Much of the oil is then sold internally, to the Syrian and Iraqi residents of Islamic State-occupied territories.

“People have lots of cars,” said Long. “Iraq is just like every modern country, but in some sense is more dependent on it. You need trucks to move food around—without gasoline, the economy grinds to a halt.”

The rest of the oil is smuggled out and sold abroad and, surprisingly, some of the buyers include governments that are fighting Islamic State—such as Syria and Turkey.

“That’s a pretty typical feature of Arab warfare,” said Smith. “People make all sorts of deals with all sorts of different people.”

Determining who exactly is bypassing sanctions and buying oil from Islamic State sources—or even exactly how much of it is being bought—is difficult to determine. The oil is sold on the black market and transported by smugglers to refineries located mostly in Turkey.

“The oil could be going across the border in Turkey, and the Turks maybe aren’t asking too many question about who it comes from, hypothetically, because of course it won’t be necessarily somebody waving the Islamic State flag that drives the tanker truck across the border,” Long said.
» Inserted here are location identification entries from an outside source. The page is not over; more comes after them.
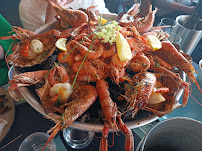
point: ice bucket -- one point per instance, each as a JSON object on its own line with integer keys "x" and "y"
{"x": 190, "y": 38}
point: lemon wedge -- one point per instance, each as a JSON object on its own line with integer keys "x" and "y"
{"x": 61, "y": 44}
{"x": 102, "y": 21}
{"x": 154, "y": 42}
{"x": 123, "y": 48}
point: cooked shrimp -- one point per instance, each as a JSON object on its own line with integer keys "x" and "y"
{"x": 93, "y": 52}
{"x": 139, "y": 63}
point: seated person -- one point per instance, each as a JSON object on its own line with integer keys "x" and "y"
{"x": 172, "y": 8}
{"x": 5, "y": 29}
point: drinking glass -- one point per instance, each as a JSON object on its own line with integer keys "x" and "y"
{"x": 76, "y": 138}
{"x": 36, "y": 142}
{"x": 168, "y": 22}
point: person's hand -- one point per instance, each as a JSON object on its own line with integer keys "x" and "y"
{"x": 63, "y": 3}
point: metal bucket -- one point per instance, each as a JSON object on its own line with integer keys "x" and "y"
{"x": 190, "y": 38}
{"x": 174, "y": 134}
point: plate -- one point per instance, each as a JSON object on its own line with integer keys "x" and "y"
{"x": 34, "y": 101}
{"x": 8, "y": 116}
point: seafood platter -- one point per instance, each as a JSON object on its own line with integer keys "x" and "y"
{"x": 100, "y": 72}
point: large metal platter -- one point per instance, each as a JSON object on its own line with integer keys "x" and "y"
{"x": 33, "y": 100}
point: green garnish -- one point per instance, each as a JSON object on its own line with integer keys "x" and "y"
{"x": 108, "y": 32}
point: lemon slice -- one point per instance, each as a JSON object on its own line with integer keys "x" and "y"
{"x": 61, "y": 44}
{"x": 123, "y": 48}
{"x": 154, "y": 42}
{"x": 103, "y": 21}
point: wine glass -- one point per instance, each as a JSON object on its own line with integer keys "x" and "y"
{"x": 36, "y": 142}
{"x": 77, "y": 138}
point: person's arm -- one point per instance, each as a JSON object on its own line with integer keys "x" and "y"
{"x": 1, "y": 53}
{"x": 183, "y": 8}
{"x": 50, "y": 14}
{"x": 172, "y": 5}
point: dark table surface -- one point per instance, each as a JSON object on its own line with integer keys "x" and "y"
{"x": 28, "y": 120}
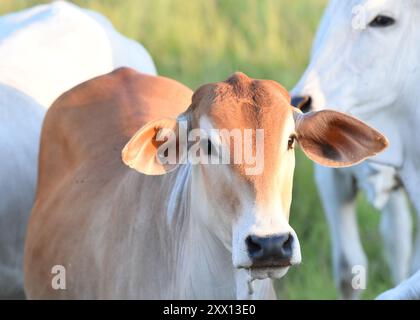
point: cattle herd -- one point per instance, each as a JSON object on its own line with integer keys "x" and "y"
{"x": 117, "y": 183}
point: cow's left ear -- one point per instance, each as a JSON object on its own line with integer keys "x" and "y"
{"x": 153, "y": 149}
{"x": 334, "y": 139}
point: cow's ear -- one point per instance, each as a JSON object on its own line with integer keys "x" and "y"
{"x": 334, "y": 139}
{"x": 153, "y": 149}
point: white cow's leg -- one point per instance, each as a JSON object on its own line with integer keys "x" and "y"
{"x": 338, "y": 193}
{"x": 415, "y": 265}
{"x": 407, "y": 290}
{"x": 411, "y": 181}
{"x": 396, "y": 230}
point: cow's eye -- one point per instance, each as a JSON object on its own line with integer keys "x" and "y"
{"x": 382, "y": 21}
{"x": 291, "y": 142}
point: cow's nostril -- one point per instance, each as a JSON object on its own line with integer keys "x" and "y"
{"x": 253, "y": 245}
{"x": 271, "y": 250}
{"x": 304, "y": 103}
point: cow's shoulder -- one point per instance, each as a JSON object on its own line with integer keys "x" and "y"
{"x": 89, "y": 125}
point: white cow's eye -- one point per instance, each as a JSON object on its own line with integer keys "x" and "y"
{"x": 382, "y": 21}
{"x": 291, "y": 142}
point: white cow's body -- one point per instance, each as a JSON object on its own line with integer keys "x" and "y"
{"x": 44, "y": 51}
{"x": 366, "y": 64}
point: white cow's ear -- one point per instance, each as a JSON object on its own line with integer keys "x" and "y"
{"x": 153, "y": 149}
{"x": 334, "y": 139}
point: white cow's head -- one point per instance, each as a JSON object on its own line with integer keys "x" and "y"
{"x": 245, "y": 204}
{"x": 365, "y": 60}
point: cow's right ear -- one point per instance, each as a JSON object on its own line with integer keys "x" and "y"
{"x": 335, "y": 139}
{"x": 153, "y": 149}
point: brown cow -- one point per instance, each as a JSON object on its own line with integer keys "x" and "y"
{"x": 178, "y": 230}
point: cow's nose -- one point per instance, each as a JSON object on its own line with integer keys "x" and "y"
{"x": 304, "y": 103}
{"x": 276, "y": 250}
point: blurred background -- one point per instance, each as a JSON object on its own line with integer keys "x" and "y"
{"x": 203, "y": 41}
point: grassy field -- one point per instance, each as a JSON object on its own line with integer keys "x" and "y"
{"x": 197, "y": 41}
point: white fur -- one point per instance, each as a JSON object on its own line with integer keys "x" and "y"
{"x": 44, "y": 51}
{"x": 373, "y": 74}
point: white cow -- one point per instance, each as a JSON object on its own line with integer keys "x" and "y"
{"x": 44, "y": 51}
{"x": 365, "y": 61}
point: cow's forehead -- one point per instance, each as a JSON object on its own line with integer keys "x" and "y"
{"x": 241, "y": 102}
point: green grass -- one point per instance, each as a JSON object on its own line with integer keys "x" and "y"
{"x": 199, "y": 41}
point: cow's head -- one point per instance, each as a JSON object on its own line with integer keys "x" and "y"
{"x": 365, "y": 61}
{"x": 244, "y": 203}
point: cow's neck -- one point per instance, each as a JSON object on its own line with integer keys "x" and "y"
{"x": 203, "y": 264}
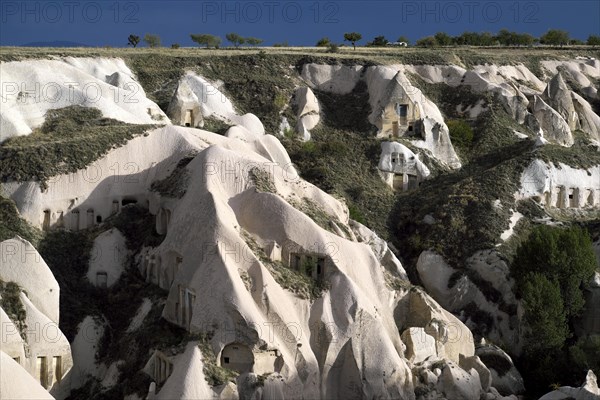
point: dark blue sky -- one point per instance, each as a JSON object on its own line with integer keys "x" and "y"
{"x": 100, "y": 23}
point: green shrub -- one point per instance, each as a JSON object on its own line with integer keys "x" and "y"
{"x": 545, "y": 313}
{"x": 11, "y": 223}
{"x": 70, "y": 139}
{"x": 551, "y": 268}
{"x": 461, "y": 133}
{"x": 564, "y": 256}
{"x": 10, "y": 301}
{"x": 585, "y": 354}
{"x": 333, "y": 48}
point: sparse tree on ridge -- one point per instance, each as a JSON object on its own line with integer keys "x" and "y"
{"x": 152, "y": 40}
{"x": 555, "y": 37}
{"x": 379, "y": 41}
{"x": 443, "y": 39}
{"x": 235, "y": 39}
{"x": 428, "y": 41}
{"x": 593, "y": 40}
{"x": 402, "y": 39}
{"x": 323, "y": 42}
{"x": 133, "y": 40}
{"x": 252, "y": 41}
{"x": 206, "y": 39}
{"x": 352, "y": 37}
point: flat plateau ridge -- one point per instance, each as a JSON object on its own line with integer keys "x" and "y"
{"x": 262, "y": 284}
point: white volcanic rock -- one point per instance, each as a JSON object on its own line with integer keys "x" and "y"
{"x": 419, "y": 345}
{"x": 555, "y": 128}
{"x": 588, "y": 391}
{"x": 560, "y": 185}
{"x": 339, "y": 79}
{"x": 485, "y": 376}
{"x": 396, "y": 158}
{"x": 505, "y": 377}
{"x": 389, "y": 85}
{"x": 485, "y": 78}
{"x": 17, "y": 384}
{"x": 452, "y": 337}
{"x": 187, "y": 380}
{"x": 30, "y": 88}
{"x": 45, "y": 339}
{"x": 580, "y": 71}
{"x": 125, "y": 174}
{"x": 380, "y": 248}
{"x": 588, "y": 120}
{"x": 435, "y": 274}
{"x": 458, "y": 384}
{"x": 308, "y": 111}
{"x": 84, "y": 348}
{"x": 21, "y": 263}
{"x": 136, "y": 322}
{"x": 226, "y": 203}
{"x": 203, "y": 99}
{"x": 108, "y": 257}
{"x": 558, "y": 96}
{"x": 386, "y": 86}
{"x": 12, "y": 342}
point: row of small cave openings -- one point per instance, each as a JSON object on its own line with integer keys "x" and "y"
{"x": 235, "y": 356}
{"x": 92, "y": 218}
{"x": 563, "y": 197}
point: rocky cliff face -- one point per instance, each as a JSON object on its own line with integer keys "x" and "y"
{"x": 265, "y": 283}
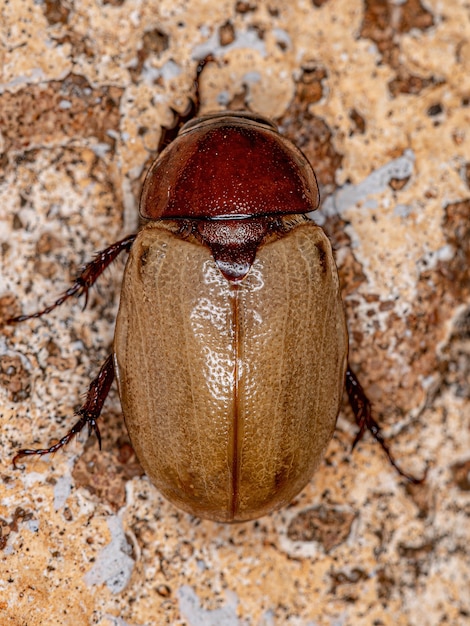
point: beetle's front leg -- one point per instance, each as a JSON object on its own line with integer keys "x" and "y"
{"x": 89, "y": 412}
{"x": 86, "y": 279}
{"x": 362, "y": 409}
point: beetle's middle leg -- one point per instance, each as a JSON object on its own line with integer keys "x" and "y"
{"x": 88, "y": 413}
{"x": 362, "y": 409}
{"x": 86, "y": 279}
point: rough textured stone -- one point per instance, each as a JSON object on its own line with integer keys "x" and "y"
{"x": 377, "y": 93}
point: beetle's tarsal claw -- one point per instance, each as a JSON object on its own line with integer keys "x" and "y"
{"x": 362, "y": 409}
{"x": 88, "y": 413}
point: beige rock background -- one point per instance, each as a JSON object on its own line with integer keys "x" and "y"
{"x": 377, "y": 94}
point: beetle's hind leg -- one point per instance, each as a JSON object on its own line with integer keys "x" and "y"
{"x": 362, "y": 409}
{"x": 86, "y": 279}
{"x": 88, "y": 413}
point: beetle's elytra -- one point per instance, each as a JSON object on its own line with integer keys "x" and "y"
{"x": 230, "y": 348}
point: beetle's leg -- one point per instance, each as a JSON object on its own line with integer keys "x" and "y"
{"x": 169, "y": 133}
{"x": 88, "y": 413}
{"x": 362, "y": 409}
{"x": 86, "y": 279}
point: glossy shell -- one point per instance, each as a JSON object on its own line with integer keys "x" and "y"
{"x": 230, "y": 164}
{"x": 230, "y": 390}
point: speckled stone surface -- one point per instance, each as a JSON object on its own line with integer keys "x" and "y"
{"x": 377, "y": 94}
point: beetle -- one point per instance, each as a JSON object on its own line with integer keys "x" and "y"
{"x": 230, "y": 347}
Once the crude oil gets to a participating refinery, it is mixed with crude from other sources, making the final product even harder to trace. Just as difficult to track are the proceeds, mostly in cash, which make their way into the hands of middlemen, smugglers, and corrupt politicians as kickbacks.

What makes this oil attractive to even those at war with Islamic State are the vastly discounted prices offered. According to a recent estimate by BBC News, Islamic State exports about 9,000 barrels of oil per day at prices ranging from about $25-$45 a barrel—a significant discount from the current international price of around $100 per barrel. With prices so low, both Islamic State and its enemies win from the transaction.

Islamic State’s second major source of funding comes directly from the population it controls, coming in forms such as religiously mandated tithing called “zakat,” tributes from religious minorities who remain in Islamic state-controlled territory, bank robbery, and mob-style protection rackets.

“So you go to a business and you’re like, ’Oh, it would be a shame if something terrible happened to this nice business,’” Long said.

Yet another, more sinister Islamic State fundraising strategy—kidnapping Westerners—has been at the forefront of the public consciousness since the beheadings of American journalists James Foley and Steven Sotloff. Opponents of paying the ransoms demanded by groups like Islamic State say that doing so incentivizes those groups to continue kidnapping. Official U.S. policy is not to pay ransoms to terrorist organizations in return for hostages.

Before video of his beheading was released Tuesday, Sotloff was one of four Americans currently being held by Islamic State. Experts believe ransoms make up the smallest part of the terror group’s budget.

“There are lots of uses for [captives] and in the worst-case scenario, you can use them for propaganda,” Long said. “That’s why I think it’s not something they (Islamic State) necessarily count on, but it’s a nice bonus.”